Lahir di Jakarta, 10 Mei 1959, namun besar di Surabaya. Dia adalah seorang pengusaha yang bisa dibilang sukses, dan tercatat sebagai seseorang yang gemar berorganisasi.
Perjalanan hidup lelaki berdarah Bugis itu penuh liku. Bukan saja jalan terjal, tapi jalan gelap didakinya. Perjalanan hidupnya terekam dalam buku biografinya berjudul “Hitam-Putih”, karya budayawan Sam Abede Pareno. Diluncurkan 2009, tepat pada peringatan 50 tahun usianya saat itu.
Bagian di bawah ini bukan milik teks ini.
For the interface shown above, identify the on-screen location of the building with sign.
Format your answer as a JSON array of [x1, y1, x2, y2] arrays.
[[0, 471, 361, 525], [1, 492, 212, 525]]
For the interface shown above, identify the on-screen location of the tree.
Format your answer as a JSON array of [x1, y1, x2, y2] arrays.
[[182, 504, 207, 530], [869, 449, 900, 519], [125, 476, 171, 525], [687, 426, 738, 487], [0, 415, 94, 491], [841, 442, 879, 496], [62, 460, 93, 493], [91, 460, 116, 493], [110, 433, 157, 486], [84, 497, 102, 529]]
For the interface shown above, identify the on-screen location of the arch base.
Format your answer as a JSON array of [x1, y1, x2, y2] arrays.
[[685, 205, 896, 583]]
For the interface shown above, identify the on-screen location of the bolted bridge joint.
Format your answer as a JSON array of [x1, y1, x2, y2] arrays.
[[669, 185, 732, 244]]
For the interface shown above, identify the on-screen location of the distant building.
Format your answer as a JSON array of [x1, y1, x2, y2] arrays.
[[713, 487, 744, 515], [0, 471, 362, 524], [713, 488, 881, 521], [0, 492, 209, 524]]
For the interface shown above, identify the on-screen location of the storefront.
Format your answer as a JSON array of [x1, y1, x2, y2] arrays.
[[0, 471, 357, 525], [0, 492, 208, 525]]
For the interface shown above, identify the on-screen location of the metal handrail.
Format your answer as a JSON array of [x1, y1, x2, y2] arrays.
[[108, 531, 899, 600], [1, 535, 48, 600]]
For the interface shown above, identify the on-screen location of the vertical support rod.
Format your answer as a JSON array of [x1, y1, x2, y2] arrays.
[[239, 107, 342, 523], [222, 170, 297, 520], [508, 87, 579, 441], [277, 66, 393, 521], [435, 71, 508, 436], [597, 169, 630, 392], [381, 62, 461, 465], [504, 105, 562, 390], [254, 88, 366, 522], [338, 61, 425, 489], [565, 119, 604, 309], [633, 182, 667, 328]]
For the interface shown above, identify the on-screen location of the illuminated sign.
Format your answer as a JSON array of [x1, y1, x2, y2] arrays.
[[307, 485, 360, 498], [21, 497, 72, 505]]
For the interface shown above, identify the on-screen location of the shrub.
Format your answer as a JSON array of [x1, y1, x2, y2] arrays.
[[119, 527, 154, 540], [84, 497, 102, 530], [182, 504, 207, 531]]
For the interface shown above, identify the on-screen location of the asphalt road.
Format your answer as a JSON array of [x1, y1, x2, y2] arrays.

“Saya dulu dekat dengan dunia malam. Orang memberi cap saya sebagai orang yang hidup di dunia hitam. Biar saja, itu atas penglihatan kasat mata mereka. Padahal saya berdakwah di sana. Saya memberi pengaruh, dan memberi warna. Tetapi biarlah orang menilai apa,” ujarnya dikutip dari Antara.
Tetapi, ketika La Nyalla menginjak usia 40 tahun, dia berhenti dari aktivitas dunia malam.
“Setelah berhenti, saya berdakwah dengan cara yang berbeda. Sebagai pengusaha, saya berdakwah dengan harta yang dititipkan Allah kepada saya,” urainya.
Kini, La Nyalla memang dikenal sebagai pengusaha sukses, dan aktivis organisasi yang kemudian memasuki dunia politik, sebagai Ketua DPD RI masa bakti 2019-2024.
Dia juga kolektor benda pusaka Keris yang dimaknai-nya sebagai falsafah hidup. Proses pembentukan keris yang terpadu dari beragam unsur. Dengan campuran batu meteorit dari langit, dan ditempa dengan pukulan dan panas api, adalah gambaran perjalanan hidup manusia menuju tujuan paripurna.
“Paling tidak, seperti itulah perjalanan hidup saya,” ucap-nya lirih.
Meniti dari bawah
La Nyalla muda pernah bekerja serabutan, mulai menjadi sopir angkutan kota tujuan Wonokromo-Jembatan Merah Surabaya hingga sopir minibus L-300 tujuan Surabaya-Malang.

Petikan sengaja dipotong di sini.